Designers use people like themselves (unconsciously) as models for the majority of products and programs (male, white, US-based).  This is no surprise but an outcome of everyone’s natural homophily—the tendency to relate best to those who look, think, and act like ourselves.  In a study by the Geena Davis Institute for Gender in Media, white men over-perceive women and minorities in simulations where just 17% were women (seen as 50/50 ratio to men), with 33% women seen as the majority.  This is an irony in view of the fact that women make three-quarters of all consumer buying decisions. 

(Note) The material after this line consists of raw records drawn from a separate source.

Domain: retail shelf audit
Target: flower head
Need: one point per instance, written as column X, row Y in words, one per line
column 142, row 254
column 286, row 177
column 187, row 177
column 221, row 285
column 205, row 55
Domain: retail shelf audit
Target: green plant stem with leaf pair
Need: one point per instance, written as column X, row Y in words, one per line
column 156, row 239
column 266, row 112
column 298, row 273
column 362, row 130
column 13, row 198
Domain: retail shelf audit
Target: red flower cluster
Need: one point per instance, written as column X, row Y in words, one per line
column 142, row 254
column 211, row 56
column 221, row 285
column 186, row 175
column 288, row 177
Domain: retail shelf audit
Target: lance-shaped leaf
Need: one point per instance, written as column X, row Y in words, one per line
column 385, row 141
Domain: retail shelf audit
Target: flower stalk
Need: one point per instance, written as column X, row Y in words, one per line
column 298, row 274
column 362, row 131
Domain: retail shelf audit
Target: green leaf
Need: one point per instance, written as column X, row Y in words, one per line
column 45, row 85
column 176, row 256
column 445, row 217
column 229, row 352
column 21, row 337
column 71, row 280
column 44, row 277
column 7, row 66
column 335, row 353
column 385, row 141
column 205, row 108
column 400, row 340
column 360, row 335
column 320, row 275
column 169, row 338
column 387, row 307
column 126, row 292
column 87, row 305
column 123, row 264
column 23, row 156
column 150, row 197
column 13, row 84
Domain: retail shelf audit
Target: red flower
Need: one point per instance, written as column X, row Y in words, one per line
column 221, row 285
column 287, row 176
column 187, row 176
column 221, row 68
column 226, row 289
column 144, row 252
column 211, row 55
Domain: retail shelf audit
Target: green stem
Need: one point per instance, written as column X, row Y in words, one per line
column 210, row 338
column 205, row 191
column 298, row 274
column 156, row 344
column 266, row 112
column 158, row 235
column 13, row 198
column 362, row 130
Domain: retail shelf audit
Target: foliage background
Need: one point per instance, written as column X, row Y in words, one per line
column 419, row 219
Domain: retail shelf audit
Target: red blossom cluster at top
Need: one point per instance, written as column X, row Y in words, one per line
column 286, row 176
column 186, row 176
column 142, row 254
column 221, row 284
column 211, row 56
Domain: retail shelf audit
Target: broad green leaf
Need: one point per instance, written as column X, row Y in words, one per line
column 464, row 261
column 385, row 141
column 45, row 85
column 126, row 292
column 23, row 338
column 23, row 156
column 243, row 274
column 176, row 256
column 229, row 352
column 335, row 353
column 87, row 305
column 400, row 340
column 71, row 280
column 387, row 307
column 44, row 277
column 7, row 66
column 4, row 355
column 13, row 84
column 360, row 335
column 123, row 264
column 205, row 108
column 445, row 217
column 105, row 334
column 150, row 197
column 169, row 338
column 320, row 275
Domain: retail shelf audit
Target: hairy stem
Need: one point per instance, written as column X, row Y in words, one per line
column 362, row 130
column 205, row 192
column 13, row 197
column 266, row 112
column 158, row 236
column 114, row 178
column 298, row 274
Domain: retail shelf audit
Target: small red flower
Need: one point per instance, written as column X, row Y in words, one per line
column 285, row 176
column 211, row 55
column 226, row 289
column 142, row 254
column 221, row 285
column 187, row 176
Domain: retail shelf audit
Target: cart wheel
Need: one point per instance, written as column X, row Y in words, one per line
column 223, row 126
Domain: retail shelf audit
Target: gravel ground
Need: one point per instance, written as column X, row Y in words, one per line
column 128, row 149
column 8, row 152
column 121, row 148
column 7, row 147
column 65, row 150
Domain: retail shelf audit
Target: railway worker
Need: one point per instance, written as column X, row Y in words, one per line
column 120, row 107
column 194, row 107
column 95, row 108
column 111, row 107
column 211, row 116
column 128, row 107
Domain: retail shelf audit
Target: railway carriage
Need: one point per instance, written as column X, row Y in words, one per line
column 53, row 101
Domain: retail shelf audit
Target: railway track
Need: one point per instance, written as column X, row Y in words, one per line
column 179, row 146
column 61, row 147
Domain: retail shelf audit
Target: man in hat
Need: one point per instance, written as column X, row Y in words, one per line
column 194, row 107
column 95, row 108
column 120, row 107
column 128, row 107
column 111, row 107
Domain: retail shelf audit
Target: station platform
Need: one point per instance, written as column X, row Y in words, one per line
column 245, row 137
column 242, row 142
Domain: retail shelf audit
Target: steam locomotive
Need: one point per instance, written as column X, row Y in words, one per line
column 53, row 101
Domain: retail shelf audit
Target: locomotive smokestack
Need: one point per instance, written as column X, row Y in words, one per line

And consider just designing for the brain itself, which is complex but runs best on programs and input that are first of all intuitive.  Few people except the technically inclined even bother to read a manual—a complex tech manual being an even greater obstacle to operation.  Don Norman points to an early digital watch, the Junghans Mega 1000 Digital Radio Controlled.  With five buttons along the top, bottom, and side for operation, the follow questions arise:  “What is each button for?  How would you set the time? There is no way to tell—no evident relationship between the operating controls and the functions, no constraints, no apparent mappings.  Moreover, the buttons have multiple ways of being used” (TDOET p. 27-28).  And as much as Norman likes the watch itself, even he (an expert in device design) can’t recall these functions or how they are deployed in order to fully enjoy the watch features.

Undiscovered bias makes engineering design much more difficult to define or shape to the right purposes.  Bias skews the problem definition from solving the problem that needs to be solved (not necessarily the one presented by the client) for the right array of users, who will then be able to use the device by the maps, concepts, and symbols already in their heads.  Ignoring or failing to identify these factors leads to more protracted processes to make corrections or change direction as the team works to solve the wrong or misstated problem (Norman).  Finding out what the actual issues are at their root is the mandate of cultural analysis, based on human biological, brain, and cultural motives.